Score may be a rather limited look at the world of film music, as the focus is strictly on some of the biggest names in the business like John Williams, Bernard Herrmann, and Danny Elfman, but it’s still a powerful work. This film works so well because the music it’s showcasing is so moving and successful. There is very little music in this film that you won’t immediately recognize, and the feelings that come with that music is something you’ll experience once again. That’s really the point of Score though, as directors, musicians, orchestra members, and composers talk about the importance of the film score, and they way they go about constructing it.

What is said is less important that what we here in Score, which is a good thing because there is very little depth to the information presented. We’re not really taken into the process of creating the music, but it’s a difficult thing to really explain. Music is something that you experience, and the best looks at the creative process in this film is when we get to see some of the composers simply sitting down to bang away on a random instrument for fun. Those instruments can be quite unusual at times, which is also part of the fun. There are times where someone will play a few notes on an instrument and you’ll immediately know where it was used. This is best illustrated when we hear the familiar sounds of the Rugrats television show.

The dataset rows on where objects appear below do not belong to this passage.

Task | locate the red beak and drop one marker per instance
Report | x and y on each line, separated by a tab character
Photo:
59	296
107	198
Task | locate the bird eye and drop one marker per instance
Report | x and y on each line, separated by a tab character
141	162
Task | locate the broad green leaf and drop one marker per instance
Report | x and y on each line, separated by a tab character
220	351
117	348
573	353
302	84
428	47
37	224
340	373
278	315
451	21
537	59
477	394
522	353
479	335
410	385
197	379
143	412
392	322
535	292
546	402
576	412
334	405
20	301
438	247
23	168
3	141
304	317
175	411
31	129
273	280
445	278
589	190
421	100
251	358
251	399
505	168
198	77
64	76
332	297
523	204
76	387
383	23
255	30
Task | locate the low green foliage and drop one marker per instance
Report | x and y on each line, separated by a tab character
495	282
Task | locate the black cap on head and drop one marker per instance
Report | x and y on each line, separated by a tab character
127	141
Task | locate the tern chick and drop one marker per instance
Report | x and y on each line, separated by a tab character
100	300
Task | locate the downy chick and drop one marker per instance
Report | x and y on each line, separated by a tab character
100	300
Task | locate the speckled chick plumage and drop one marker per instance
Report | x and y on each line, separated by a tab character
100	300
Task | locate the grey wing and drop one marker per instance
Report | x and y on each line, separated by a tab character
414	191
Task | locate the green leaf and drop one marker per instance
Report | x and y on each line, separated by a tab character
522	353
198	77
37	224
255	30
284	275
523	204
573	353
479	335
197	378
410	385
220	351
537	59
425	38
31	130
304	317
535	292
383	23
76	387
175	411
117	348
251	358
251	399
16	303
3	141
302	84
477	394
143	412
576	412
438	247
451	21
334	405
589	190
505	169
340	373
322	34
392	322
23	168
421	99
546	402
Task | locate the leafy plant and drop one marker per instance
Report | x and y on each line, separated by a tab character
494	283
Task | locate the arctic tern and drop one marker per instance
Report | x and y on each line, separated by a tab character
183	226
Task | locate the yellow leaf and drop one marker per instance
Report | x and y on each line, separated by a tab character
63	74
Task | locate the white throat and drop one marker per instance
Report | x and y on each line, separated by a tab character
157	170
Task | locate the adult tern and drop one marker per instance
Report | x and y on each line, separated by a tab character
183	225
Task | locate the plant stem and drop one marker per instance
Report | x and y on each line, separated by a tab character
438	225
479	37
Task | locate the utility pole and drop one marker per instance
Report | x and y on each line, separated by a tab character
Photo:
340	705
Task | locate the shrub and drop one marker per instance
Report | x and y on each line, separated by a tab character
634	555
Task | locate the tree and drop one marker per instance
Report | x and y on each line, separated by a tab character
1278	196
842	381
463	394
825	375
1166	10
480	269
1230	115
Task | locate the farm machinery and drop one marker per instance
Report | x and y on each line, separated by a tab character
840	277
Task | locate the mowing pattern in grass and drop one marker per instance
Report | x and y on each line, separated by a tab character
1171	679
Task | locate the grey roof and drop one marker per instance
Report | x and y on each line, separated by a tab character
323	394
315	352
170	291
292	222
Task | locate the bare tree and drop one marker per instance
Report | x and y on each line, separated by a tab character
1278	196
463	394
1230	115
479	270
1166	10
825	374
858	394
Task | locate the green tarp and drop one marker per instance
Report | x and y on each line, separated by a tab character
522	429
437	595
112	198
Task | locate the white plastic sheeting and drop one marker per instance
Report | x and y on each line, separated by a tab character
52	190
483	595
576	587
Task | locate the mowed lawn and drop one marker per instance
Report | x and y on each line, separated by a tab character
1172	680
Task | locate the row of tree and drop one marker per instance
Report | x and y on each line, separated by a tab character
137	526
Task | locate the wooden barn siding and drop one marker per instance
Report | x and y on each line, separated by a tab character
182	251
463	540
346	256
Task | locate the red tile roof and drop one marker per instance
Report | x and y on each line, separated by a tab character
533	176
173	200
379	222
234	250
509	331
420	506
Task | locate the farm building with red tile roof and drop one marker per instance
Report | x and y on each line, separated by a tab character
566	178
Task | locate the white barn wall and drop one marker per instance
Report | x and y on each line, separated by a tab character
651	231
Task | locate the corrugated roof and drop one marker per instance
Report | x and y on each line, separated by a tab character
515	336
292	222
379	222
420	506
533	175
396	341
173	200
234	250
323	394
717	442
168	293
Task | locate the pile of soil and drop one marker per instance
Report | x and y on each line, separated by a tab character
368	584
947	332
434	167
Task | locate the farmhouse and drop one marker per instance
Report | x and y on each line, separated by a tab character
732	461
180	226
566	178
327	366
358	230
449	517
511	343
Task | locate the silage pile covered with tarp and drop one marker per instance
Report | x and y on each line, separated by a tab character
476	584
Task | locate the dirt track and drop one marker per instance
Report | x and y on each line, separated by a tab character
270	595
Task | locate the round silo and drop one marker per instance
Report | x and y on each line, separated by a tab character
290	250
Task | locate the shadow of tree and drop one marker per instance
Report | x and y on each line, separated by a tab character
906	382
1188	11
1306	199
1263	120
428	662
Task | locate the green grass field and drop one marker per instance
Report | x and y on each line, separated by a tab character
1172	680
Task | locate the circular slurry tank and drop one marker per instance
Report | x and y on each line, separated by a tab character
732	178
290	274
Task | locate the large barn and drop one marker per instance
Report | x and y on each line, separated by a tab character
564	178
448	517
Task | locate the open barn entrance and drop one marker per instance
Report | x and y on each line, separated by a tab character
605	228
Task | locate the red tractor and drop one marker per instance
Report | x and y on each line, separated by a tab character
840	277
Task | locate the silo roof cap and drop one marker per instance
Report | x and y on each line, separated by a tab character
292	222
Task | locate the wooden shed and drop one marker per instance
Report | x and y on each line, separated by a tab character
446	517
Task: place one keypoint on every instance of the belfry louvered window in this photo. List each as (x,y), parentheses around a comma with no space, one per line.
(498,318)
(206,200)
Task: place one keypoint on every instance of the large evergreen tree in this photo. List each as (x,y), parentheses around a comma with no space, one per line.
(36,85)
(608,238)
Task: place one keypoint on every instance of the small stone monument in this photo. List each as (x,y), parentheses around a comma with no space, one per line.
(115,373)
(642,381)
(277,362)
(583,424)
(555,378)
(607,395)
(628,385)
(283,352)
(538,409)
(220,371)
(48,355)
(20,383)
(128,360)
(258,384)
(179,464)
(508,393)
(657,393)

As the film moves through the decades, we get to see what inspired each new style of film score, but the majority of the time is spent on orchestral work. Think John Williams or Hans Zimmer. There’s nothing wrong with that at all, but it feels like just one piece, albeit the largest, of the puzzle. Towards the end, we see the work of Trent Reznor and Atticus Ross, which is certainly a sidestep away from the orchestras we’ve watched for the majority of the film, but it’s only for a few minutes. It would have been nice to move beyond the most obvious and iconic pieces of music, but it’s hard to say that Score: A Film Music Documentary doesn’t benefit from its focus on the favourites.